Juan Cortéz

Personal information
- Full name: Juan Carlos Cortéz Vásquez
- Date of birth: 3 April 2005 (age 21)
- Place of birth: Hermosillo, Mexico
- Height: 1.73 m (5 ft 8 in)
- Position: Winger

Team information
- Current team: Sevilla Atlético
- Number: 21

Youth career
- 2023–2024: Club Necaxa
- 2024: Sevilla FC

Senior career*
- Years: Team / Apps / (Gls)
- 2021–2022: Cimarrones de Sonora / 4 / (0)
- 2024–: Sevilla Atlético / 8 / (1)

= Juan Cortéz =

Mexican footballer (born 2005

Juan Carlos Cortéz Vásquez (born 3 April 2005) is a Mexican professional footballer who plays as a winger for Sevilla Atlético.

==Early life==
Cortéz was born on 3 April 2005. Born in Hermosillo, Mexico, he is a native of the city.

==Career==
Cortéz started his career with Mexican side Cimarrones de Sonora, where he made four league appearances and scored zero goals. On 23 September 2021, he debuted for the club during a 2–1 away win over Club Jaiba Brava in the league, becoming the youngest player to play in the Mexican second tier at the age of sixteen.

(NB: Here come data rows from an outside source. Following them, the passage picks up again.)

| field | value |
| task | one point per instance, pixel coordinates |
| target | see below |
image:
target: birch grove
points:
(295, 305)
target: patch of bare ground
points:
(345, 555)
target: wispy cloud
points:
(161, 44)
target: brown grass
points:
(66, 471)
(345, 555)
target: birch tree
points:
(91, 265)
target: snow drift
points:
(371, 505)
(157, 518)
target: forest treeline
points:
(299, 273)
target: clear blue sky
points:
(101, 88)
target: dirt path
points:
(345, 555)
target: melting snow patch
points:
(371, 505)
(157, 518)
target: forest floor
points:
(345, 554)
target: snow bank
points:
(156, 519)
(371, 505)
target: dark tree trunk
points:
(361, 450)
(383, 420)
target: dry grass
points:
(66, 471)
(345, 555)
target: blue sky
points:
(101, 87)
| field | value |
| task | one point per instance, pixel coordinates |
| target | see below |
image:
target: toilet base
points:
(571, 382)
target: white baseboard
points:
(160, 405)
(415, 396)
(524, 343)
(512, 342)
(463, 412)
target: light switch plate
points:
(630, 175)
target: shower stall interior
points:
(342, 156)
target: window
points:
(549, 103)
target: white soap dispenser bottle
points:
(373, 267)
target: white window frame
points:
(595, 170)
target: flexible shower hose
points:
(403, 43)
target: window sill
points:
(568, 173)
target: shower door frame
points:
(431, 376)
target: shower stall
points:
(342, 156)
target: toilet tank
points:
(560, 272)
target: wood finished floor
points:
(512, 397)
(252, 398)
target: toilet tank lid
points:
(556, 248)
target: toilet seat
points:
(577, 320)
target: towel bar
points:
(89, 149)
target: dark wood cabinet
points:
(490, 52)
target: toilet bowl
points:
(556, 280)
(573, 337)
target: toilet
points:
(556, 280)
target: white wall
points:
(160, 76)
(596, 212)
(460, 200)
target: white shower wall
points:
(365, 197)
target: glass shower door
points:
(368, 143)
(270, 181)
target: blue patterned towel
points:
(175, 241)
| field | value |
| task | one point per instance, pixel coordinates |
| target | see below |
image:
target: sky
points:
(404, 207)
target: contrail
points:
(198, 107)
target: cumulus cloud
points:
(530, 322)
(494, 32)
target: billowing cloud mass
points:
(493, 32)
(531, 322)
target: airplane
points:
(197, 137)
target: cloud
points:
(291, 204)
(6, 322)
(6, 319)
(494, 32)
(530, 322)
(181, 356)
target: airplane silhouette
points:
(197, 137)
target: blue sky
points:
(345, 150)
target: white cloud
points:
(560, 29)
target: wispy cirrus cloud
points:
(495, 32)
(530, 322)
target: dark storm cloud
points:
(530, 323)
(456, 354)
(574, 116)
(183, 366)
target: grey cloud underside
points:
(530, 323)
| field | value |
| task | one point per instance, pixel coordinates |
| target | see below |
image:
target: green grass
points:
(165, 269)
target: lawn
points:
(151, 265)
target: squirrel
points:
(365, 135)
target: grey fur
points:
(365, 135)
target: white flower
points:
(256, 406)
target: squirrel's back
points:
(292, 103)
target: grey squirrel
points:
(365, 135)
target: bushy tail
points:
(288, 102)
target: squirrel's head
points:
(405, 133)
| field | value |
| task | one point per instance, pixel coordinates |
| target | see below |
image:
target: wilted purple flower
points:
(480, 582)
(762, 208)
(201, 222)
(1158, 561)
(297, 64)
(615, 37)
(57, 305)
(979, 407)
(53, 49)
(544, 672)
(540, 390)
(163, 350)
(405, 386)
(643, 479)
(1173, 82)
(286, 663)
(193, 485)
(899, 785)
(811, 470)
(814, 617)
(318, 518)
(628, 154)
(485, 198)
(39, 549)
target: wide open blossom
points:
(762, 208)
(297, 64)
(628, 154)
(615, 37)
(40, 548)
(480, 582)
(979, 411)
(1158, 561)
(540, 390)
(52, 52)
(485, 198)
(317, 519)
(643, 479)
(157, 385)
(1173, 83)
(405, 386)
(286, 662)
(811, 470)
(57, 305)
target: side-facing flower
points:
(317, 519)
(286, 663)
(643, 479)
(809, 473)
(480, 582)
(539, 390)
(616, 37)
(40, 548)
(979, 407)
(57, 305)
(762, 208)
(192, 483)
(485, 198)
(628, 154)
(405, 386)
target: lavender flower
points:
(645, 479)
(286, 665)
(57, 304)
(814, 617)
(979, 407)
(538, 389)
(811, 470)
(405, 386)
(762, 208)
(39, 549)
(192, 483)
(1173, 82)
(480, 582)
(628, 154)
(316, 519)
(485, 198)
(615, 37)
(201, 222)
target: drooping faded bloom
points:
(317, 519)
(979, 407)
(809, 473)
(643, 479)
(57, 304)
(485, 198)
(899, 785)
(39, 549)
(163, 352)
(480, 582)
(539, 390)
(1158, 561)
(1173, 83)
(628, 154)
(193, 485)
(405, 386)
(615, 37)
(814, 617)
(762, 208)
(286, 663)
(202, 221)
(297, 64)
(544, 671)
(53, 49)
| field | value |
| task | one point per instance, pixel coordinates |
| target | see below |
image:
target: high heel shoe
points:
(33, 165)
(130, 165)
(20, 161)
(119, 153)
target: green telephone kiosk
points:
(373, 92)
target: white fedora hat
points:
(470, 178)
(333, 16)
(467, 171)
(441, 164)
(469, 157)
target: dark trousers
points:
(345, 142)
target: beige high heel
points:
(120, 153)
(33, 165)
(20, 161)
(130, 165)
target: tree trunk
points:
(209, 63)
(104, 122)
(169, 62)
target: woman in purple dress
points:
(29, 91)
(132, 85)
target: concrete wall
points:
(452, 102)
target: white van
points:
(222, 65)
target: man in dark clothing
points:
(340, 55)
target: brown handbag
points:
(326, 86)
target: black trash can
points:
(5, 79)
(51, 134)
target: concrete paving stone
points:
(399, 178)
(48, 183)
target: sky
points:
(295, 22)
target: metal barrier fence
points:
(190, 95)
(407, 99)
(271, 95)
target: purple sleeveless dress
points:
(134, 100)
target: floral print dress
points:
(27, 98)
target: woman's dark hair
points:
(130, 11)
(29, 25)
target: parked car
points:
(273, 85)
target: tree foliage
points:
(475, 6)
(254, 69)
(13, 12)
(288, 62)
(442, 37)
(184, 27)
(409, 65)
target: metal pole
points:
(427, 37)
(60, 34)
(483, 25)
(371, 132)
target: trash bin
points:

Ahead of the 2023–24 season, he joined the youth academy of Mexican side Club Necaxa. In 2024, he joined the youth academy of Spanish side Sevilla in La Liga and was promoted to the club's reserve team the same year. Mexican newspaper Récord wrote in 2024 that "during the 2023–24 season, the Mexican was a key player in the U19s winning the league and reaching the final four of the Champions Cup".

==Style of play==
Cortéz plays as a winger. Right-footed, he is known for his speed, versatility, and dribbling ability.